ABD Dışişleri Bakanı Blinken’ın Fransa’ya düzenlediği ziyaret ve terör örgütü YPG’nin Fransa’ya asker çağrısı üzerine bir soru üzerine Bakan Fidan, “Terörle mücadele Suriye’nin birliği ve bütünlüğüyle ilgili konular karşısında duruşumuz net. Avrupa’daki bazı küçük ülkelerin Amerika’nın şemsiyesi altında belirli operasyonlara katılıp oradan söz söylemeye dönük politikalarının ne bölgeye ne de kendilerine hiçbir katkısı olduğunu düşünmüyorum. Amerika’nın olmadığı bir yerde kendileri bölgeye gelip askeri güç bulundurabiliyorlarsa görelim. Ama bunun böyle olmadığını biliyoruz. Amerika’nın gücünü kullanarak onun arkasına saklanarak kendi menfaatleri için söz söyleyen ülkeleri açıkçası dikkate almıyoruz. Bizim muhatabımız ABD’dir. Diğerlerini muhatap almıyoruz. Fransa’nın yapacağı bir şey varsa, Anayasa ile kendi vatandaşı olarak tanımladığı insanları hapishanelerden alıp kendi ülkesine getirip kendi hapishanesine koyup kendi mahkemesinde yargılamasıdır. Orda onu YPG’liye başka bir teröriste hapishane hizmetleri verdirip daha sonra ben onu destekleyeceğim demek değildir. Sen kendi tutuklunu kabul etmeyip bunu hapiste tutan teröristi destekliyorsun. Bunun izahı yok” diye konuştu.

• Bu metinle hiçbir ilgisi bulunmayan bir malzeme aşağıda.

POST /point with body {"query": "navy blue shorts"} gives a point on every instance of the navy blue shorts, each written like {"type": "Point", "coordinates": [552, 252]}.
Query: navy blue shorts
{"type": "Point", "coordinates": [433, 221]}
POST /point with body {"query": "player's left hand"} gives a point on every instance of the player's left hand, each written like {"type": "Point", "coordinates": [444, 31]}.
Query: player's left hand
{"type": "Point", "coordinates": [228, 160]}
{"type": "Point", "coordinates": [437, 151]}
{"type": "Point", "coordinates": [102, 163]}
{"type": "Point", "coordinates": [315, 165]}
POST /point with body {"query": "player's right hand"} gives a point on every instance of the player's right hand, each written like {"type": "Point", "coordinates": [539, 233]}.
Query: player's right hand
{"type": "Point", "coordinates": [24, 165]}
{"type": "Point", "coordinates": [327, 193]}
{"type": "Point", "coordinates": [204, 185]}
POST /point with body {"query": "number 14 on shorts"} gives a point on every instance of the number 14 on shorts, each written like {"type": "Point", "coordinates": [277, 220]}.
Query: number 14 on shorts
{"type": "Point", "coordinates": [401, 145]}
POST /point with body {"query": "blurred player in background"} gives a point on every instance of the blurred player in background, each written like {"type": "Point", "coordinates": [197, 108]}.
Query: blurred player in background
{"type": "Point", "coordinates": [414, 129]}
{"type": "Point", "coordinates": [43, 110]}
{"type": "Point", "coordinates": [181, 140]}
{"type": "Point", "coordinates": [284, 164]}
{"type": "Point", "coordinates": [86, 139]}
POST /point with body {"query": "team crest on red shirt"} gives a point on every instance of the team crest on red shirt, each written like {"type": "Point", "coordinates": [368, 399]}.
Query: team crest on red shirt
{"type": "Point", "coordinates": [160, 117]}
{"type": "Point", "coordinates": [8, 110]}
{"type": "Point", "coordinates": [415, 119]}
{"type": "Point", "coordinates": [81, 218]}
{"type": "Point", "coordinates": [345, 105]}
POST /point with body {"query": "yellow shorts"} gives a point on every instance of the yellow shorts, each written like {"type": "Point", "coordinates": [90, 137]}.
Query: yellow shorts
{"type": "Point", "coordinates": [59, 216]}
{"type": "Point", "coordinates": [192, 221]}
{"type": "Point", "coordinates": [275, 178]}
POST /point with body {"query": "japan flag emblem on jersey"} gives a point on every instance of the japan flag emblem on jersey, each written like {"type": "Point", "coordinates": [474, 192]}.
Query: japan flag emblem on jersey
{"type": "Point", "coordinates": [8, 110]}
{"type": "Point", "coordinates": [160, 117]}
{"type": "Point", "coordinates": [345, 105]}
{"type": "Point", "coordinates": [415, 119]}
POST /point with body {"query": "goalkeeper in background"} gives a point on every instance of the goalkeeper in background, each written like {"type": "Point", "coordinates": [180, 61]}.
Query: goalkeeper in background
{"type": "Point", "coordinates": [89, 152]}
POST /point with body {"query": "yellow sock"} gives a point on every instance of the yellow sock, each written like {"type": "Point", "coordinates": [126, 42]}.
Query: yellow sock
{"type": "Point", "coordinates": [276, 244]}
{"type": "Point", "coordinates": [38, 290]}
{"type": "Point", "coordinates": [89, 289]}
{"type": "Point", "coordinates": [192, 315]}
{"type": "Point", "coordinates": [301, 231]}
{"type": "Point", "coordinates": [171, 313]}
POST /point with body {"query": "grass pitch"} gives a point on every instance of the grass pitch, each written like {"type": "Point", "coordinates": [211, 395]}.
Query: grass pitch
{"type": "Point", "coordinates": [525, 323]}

Şam’da artık halkın sahiplendiği bir yönetim olduğunu söyleyen Bakan Fidan, “Bu yönetim Suriye’nin tamamını kucaklayan halkın çektiği sıkıntılara zulme son veren bir yönetim olacak. Yönetimin kendi milli bütünlüğünü, birliği ve beraberliğini, siyasal bütünlüğünü, toprak bütünlüğü sağlamak için atacağı adımlarda YPG’nin bölgede oluşturduğu işgali ve terörü son erdirecek bir ajanda olduğunu görüyoruz. Bunu hayata geçirmeleri için kendilerine fırsat verilmesi gerektiğine inanıyoruz. Bunu bekliyoruz şu anda” diye konuştu.



“Filistin’de görmek istediğimiz ateşkesin bir an önce sağlanıp zulmün gözyaşının ve kanın durmasıdır”


İsrail’in Filistin’de uyguladığı katliama ilişkin bir soru üzerine ise Bakan Fidan, “İki devletli çözüm perspektifine gidilmeden hedefine ulaşılmadan bölgede kalıcı barışın mümkün olmayacağının altını çiziyoruz. Bu realitenin bu gerçekliğin bir ifadesi. Şu anda ateşkesle ilgili devam eden arabuluculuk faaliyetleri var. Ciddi telkinlerde ve tavsiyelerde bulunmaktayız. Günün sonunda bizim görmek istediğimiz ateşkesin bir an önce sağlanıp zulmün gözyaşının ve kanın durmasıdır. Şu ana kadar bu mümkün olmadı. Bunun belki ayrıca tartışılması gerekir. Bir takım uluslararası aktörlerin aslında anlaşmayı sağlamaktan ziyade İsrail’e zaman kazandırmak için diplomatik süreç işlettiğini de biz bu süreçte gördük” ifadelerini kullandı.



"Türkiye’nin Suriye’deki askeri varlığını yeniden gözden geçirmek düşünmek durumundayız"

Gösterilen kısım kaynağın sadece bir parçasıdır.